Post details: S.D.Tex.: A heavy-set woman wearing Maidenform body shaping clothing is not RS of drug smuggling

11/09/12

Permalink 08:02:12 am, by fourth, 426 words, 665 views   English (US)
Categories: General

S.D.Tex.: A heavy-set woman wearing Maidenform body shaping clothing is not RS of drug smuggling

Defendant was on a Greyhound bus stopped at the permanent checkpoint south of Falfurrias, Texas, and she was suspected of having on a “body suit” carrying drugs. However, she was wearing Mandenform body shaping clothing. The stop became excessive and without reasonable suspicion. United States v. Diaz, 2012 U.S. Dist. LEXIS 159415 (S.D. Tex.
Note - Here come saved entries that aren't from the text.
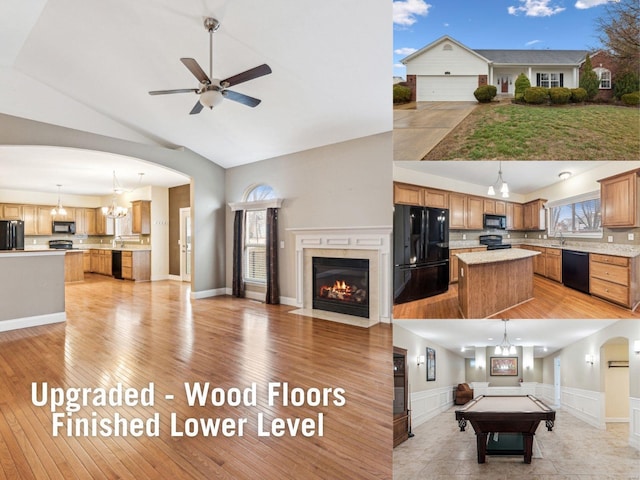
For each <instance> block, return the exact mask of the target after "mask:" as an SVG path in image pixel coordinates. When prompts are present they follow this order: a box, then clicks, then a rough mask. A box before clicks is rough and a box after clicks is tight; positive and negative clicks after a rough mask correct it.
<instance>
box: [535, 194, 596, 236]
mask: <svg viewBox="0 0 640 480" xmlns="http://www.w3.org/2000/svg"><path fill="white" fill-rule="evenodd" d="M547 210H548V212H549V236H551V237H559V236H561V235H562V236H563V237H582V238H602V235H603V233H602V215H601V212H600V192H598V191H596V192H592V193H589V194H585V195H580V196H577V197H572V198H566V199H563V200H558V201H555V202H549V203H547Z"/></svg>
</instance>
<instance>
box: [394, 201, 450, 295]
mask: <svg viewBox="0 0 640 480" xmlns="http://www.w3.org/2000/svg"><path fill="white" fill-rule="evenodd" d="M393 257H394V261H393V263H394V275H393V302H394V303H395V304H399V303H406V302H411V301H414V300H419V299H421V298H427V297H431V296H434V295H438V294H440V293H444V292H446V291H447V290H448V289H449V210H447V209H442V208H429V207H415V206H412V205H395V208H394V214H393Z"/></svg>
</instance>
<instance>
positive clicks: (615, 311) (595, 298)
mask: <svg viewBox="0 0 640 480" xmlns="http://www.w3.org/2000/svg"><path fill="white" fill-rule="evenodd" d="M533 297H534V298H533V300H529V301H527V302H525V303H522V304H520V305H518V306H516V307H513V308H510V309H508V310H505V311H503V312H501V313H499V314H497V315H494V316H493V317H492V318H506V317H509V318H552V319H555V318H579V319H586V318H597V319H604V318H640V310H638V309H636V311H635V312H632V311H631V310H628V309H625V308H622V307H619V306H617V305H615V304H613V303H609V302H606V301H604V300H601V299H599V298H597V297H592V296H591V295H587V294H586V293H582V292H578V291H577V290H573V289H572V288H568V287H565V286H564V285H562V284H561V283H558V282H554V281H553V280H549V279H548V278H543V277H540V276H538V275H534V279H533ZM393 318H398V319H400V318H403V319H414V318H415V319H418V318H431V319H434V318H462V314H461V313H460V310H459V308H458V284H452V285H449V290H448V291H447V292H446V293H443V294H441V295H436V296H435V297H430V298H425V299H422V300H416V301H415V302H409V303H403V304H400V305H394V307H393Z"/></svg>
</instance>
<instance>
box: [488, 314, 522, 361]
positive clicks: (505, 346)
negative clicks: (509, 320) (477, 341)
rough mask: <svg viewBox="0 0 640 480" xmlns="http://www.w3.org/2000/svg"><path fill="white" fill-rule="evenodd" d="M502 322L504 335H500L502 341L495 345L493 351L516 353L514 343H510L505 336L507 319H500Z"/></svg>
mask: <svg viewBox="0 0 640 480" xmlns="http://www.w3.org/2000/svg"><path fill="white" fill-rule="evenodd" d="M502 321H503V322H504V336H503V337H502V343H501V344H500V345H496V348H495V350H494V353H495V354H496V355H515V354H516V353H517V350H516V347H515V345H512V344H511V342H509V339H508V338H507V322H508V321H509V319H507V318H504V319H502Z"/></svg>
November 7, 2012)*:

At the hearing on the motion to suppress, testimony and exhibits demonstrated that the beige piece of clothing that Defendant was wearing was not in fact a "body suit." What Agent Cavazos saw was actually one of two articles of clothing, each with brassiere-like straps attached to material covering the torso area. According to testimony, these two camisoles, one with an attached brief and built-in brassiere, are commonly used by women as body shapers. Evidence also showed that these common articles of clothes were made by Maidenform, a popular manufacturer of women's underwear. These styles of undergarment can be purchased at major retail stores, such as JCPenny and Walmart, and are advertised online.

. . .

Agent Cavazos relied heavily on Defendant's undergarment as an indicator that Defendant was a body carrier. Agent Cavazos, however, testified that only a small and commonly exposed portion of this undergarment was visible at the time of the immigration inspection. In fact, he was only able to see a strip of a beige article of clothing on Defendant's left shoulder that he believed to be made of spandex. Based on this evidence, the undergarment that Agent Cavazos saw peeking out from under Defendant's blouse could have been any type of women's undergarment, ranging from a brassiere to a full body suit. The commonality of such articles of clothing does not lend itself to creating individualized suspicion of wrongdoing merely by its use. And, though drugs may be stashed inside women's underwear, if the mere use of underwear was used to justify search or seizure of an individual, agents may have free rein over half the population passing through a checkpoint. See Portillo-Aguirre, 311 F.3d at 657 ("In short, neither the bag nor its location suggested that criminal activity was afoot. If such common circumstances qualified as reasonable suspicion, then most interstate travelers would be subject to prolonged detention, for virtually any item of luggage, from a handbag to a suitcase, is capable of housing illegal narcotics."). This undergarment, even when viewed with Defendant's northward travel as a single, heavy-set female, does not give rise to reasonable suspicion. Defendant was not nervous and Agent Cavazos did not articulate any other suspicious facts that may be used to build sufficient justification.